Our own data are quite clear. Seventy-two percent of adults who learn our skills experience a spiritual deepening that persists even two years later and those who experience this deepening lose seven times more weight compared to those who don't. These results occur despite the fact that the intervention is not overtly spiritual and attracts people with widely different spiritual orientations.
A Lesson From Children
We currently have no empirical data to tell us precisely how the synergy of mind, body, and spiritual factors leads to a natural fading of the drive to overeat or to other excesses for people using our method. And it will probably be many years before that research has been completed. Right now, when people ask why our program works, I think back to my early clinical work testing this method on children and families.
One evening in particular at a parent meeting, I became fascinated by the self-described absence of spirituality in many parents of obese adolescents. I remember one mother saying, "I just can't let go. I can't let Kirk be self-destructive. He's ruining his body; his chest is bigger than mine now and he even has stretch marks. It breaks my heart to see him ruining his life."
From the discussion that followed, it became clear why this mother and the other parents in the room had difficulty accepting their essential pain which was that they did not have complete control over her adolescent's behavior. If they did let go, they felt they was no safety net, no benevolent force or basic strength to take over. These parents could not trust anything to protect their children.
Initially, I was surprised, but not for long. That evening I called Velia Frost, our clinic's social worker, whose response was to the point: "Why would these parents think there was a safety net or a spiritual being in the world?" Many of them weren't nurtured well growing up. They've had no experience of any kind of safety net or beneficial force. Why should they have trust that it will be there for their children?"
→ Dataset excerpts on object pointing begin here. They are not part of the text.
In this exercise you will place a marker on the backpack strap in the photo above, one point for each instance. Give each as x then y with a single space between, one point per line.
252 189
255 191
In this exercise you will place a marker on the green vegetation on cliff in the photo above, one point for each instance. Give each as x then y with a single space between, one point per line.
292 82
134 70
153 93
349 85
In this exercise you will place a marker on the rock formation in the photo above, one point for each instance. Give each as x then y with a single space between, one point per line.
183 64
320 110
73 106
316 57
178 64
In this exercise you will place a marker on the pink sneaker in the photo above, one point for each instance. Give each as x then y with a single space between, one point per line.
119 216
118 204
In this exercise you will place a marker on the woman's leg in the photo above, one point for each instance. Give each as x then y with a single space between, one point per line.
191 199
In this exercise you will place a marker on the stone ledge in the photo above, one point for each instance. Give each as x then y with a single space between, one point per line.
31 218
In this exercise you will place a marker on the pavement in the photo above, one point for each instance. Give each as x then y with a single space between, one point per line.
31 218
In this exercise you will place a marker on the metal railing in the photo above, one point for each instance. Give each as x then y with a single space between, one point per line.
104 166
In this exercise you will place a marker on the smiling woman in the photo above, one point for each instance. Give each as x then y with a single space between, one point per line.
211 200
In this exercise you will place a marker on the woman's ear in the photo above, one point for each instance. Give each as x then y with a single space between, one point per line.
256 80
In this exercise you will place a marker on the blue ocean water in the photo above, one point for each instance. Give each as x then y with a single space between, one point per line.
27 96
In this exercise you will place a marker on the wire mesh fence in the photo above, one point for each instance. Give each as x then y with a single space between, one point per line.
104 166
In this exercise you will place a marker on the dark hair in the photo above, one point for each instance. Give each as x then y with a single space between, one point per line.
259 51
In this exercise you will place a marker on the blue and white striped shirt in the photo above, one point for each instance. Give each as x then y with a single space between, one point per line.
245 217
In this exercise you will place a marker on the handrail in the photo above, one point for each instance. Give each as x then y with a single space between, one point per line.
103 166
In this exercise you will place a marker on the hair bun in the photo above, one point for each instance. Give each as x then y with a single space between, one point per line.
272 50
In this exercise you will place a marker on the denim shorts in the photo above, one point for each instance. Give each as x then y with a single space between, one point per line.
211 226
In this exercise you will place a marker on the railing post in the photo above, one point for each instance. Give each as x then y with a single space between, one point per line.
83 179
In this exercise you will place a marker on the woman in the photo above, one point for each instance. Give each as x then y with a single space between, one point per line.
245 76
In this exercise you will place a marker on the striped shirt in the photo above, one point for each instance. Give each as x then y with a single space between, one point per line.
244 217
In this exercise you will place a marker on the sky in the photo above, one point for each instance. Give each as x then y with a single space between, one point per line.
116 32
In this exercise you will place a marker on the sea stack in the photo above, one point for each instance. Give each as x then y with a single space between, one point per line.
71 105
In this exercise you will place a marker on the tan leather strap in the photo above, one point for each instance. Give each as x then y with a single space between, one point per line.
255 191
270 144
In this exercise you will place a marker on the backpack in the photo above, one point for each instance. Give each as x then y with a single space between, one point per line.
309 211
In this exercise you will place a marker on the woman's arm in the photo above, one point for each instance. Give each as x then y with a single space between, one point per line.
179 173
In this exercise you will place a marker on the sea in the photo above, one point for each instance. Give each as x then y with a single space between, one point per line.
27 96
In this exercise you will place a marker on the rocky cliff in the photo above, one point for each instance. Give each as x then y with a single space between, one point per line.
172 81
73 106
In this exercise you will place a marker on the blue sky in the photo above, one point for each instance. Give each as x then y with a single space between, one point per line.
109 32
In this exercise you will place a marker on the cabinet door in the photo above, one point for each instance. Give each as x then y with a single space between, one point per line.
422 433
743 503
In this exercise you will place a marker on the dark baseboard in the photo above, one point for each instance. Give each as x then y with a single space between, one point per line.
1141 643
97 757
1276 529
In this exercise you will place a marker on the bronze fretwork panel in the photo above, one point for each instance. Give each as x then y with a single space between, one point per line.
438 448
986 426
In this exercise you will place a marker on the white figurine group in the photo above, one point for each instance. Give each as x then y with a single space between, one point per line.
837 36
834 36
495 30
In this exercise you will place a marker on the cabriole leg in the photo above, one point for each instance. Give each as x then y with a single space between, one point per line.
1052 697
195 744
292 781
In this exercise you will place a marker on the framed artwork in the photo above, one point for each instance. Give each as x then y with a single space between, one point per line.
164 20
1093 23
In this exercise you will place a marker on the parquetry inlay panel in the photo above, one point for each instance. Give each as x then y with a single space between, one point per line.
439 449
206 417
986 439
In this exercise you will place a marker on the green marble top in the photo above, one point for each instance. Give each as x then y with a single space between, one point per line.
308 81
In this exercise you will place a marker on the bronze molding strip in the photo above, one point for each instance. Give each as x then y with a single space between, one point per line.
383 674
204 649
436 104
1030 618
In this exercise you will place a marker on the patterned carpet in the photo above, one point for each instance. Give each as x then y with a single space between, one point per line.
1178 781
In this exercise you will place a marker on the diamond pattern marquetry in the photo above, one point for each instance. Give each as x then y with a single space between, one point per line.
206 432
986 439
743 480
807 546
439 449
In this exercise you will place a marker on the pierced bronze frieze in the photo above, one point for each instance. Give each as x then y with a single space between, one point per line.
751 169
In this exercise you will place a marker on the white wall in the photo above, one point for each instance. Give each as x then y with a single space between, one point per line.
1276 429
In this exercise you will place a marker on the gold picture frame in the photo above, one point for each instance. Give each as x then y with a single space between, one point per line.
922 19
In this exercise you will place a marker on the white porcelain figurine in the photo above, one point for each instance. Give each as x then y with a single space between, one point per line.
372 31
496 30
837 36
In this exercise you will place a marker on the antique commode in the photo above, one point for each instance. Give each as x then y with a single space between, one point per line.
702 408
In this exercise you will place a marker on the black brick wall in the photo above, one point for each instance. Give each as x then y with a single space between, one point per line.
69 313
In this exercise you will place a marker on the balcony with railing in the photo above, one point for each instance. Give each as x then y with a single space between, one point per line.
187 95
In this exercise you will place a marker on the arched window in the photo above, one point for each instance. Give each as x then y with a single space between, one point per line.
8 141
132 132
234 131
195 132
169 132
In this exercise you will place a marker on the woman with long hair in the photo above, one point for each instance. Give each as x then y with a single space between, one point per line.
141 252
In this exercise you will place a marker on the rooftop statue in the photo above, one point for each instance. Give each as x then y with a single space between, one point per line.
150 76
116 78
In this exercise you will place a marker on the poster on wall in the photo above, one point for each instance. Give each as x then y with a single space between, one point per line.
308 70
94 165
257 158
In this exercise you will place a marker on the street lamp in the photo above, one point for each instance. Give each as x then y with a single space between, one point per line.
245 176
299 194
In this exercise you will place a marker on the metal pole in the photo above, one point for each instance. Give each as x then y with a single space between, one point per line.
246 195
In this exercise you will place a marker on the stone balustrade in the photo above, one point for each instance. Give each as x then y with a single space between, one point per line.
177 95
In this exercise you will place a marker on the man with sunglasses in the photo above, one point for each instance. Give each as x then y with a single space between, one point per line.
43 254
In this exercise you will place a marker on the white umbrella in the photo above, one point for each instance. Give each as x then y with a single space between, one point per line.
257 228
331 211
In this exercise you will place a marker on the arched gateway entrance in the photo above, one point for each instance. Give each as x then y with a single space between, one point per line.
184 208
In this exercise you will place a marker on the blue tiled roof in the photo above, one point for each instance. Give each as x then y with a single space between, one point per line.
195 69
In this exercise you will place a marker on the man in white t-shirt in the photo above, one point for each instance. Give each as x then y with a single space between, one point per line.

Of course, most if not all of our spiritual traditions teach that us that there is a safety net one that we can find by going inside. What seems to have happened with our program is that, through medical and psychological research, we have found a way to make people more aware of this spiritual safety net and to use it to support them as they lose weight.
Since our research was completed, I have had the privilege of observing several hundred more people use this method. In pondering their experiences, it seems that for most there is an important moment, a point of development and change. It is then that the face of the divine appears to smile upon them and to bring more light into their being. Although there is a period of strengthening these skills, from that point on there is a trend toward improved health and happiness. Weight decreases without excessive restraint, external controls or the substitution of another kinds of excess. There is nothing furtive about this transition. In fact, it is so obvious that those in groups begin anticipate it in themselves as they see occur in others. The number on the scale goes down and stays down from no longer needing the extra food.